In 1914 the Canadian Army purchased 20 Type XXI-UFs (usually referred to as UF21s) fitted with a variety of bodies. Ten were fitted with armoured plate and machine guns, becoming the Autocar Armoured Car, four were fitted as officers command cars, three were fitted for carrying ammunition and equipment, one for carrying fuel and oil, one as a repair truck and one as an ambulance. Arriving in the United Kingdom in late 1914, they were not sent to France until June 1915. All of the non-armoured vehicles were subsequently rebodied as General Service transports.

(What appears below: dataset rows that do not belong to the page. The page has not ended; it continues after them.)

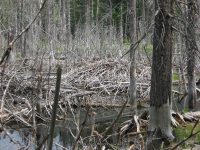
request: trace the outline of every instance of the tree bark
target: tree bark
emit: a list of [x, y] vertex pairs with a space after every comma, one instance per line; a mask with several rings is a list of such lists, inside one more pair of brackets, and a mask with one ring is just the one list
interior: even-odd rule
[[[43, 4], [43, 1], [40, 0], [39, 4], [41, 7]], [[47, 6], [47, 3], [45, 3], [45, 5]], [[46, 32], [48, 29], [48, 7], [44, 7], [41, 12], [41, 28], [42, 28], [41, 39], [46, 40]]]
[[[136, 42], [136, 1], [129, 0], [129, 33], [131, 37], [131, 47]], [[129, 85], [129, 103], [136, 109], [136, 58], [135, 50], [130, 51], [130, 85]]]
[[108, 0], [109, 3], [109, 17], [108, 17], [108, 29], [109, 29], [109, 43], [113, 43], [113, 17], [112, 17], [112, 9], [113, 9], [113, 2], [112, 0]]
[[[163, 138], [174, 138], [171, 131], [170, 107], [173, 0], [155, 0], [155, 10], [147, 149], [159, 149]], [[155, 140], [154, 137], [159, 140]]]
[[67, 38], [67, 51], [69, 51], [71, 47], [72, 41], [72, 32], [71, 32], [71, 0], [66, 0], [66, 38]]
[[123, 45], [123, 4], [120, 5], [120, 22], [119, 22], [119, 38], [120, 38], [120, 45]]
[[119, 44], [120, 44], [120, 48], [118, 50], [119, 53], [119, 57], [122, 56], [122, 49], [123, 49], [123, 3], [120, 4], [120, 20], [119, 20]]
[[97, 0], [97, 8], [96, 8], [96, 24], [99, 21], [99, 0]]
[[85, 0], [85, 38], [86, 48], [90, 46], [90, 25], [91, 25], [91, 0]]
[[66, 31], [67, 31], [67, 25], [66, 25], [66, 6], [65, 6], [65, 0], [60, 0], [60, 37], [61, 41], [66, 42]]
[[196, 105], [196, 81], [195, 81], [195, 62], [196, 43], [195, 25], [197, 23], [196, 1], [188, 0], [187, 23], [186, 23], [186, 49], [187, 49], [187, 73], [188, 73], [188, 108], [195, 109]]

Throughout the First World War the British War Office was constantly looking for additional motor transport, having a need for light trucks in 1917 they placed and order with the Autocar Company for 460 UF21s. Rated for 30-cwt (1.5 long tons; 1.7 short tons; 1.5 t) payloads in British service, the UF21s were shipped to Britain as bare chassis and had bodywork fitted upon their arrival. 265 were fitted with rectangular water tanks and used as water carriers on the Western front, 6 were retained in the United Kingdom and 189 were fitted with General Service cargo bodies and sent to East Africa for use as supply carriers. After the Ford Model T, the UF21 was the second most numerous motor vehicle in service with the British during the East African campaign, both types were fitted with pneumatic tires and compared to other types both stood up very well to the harsh the conditions encountered during the campaign.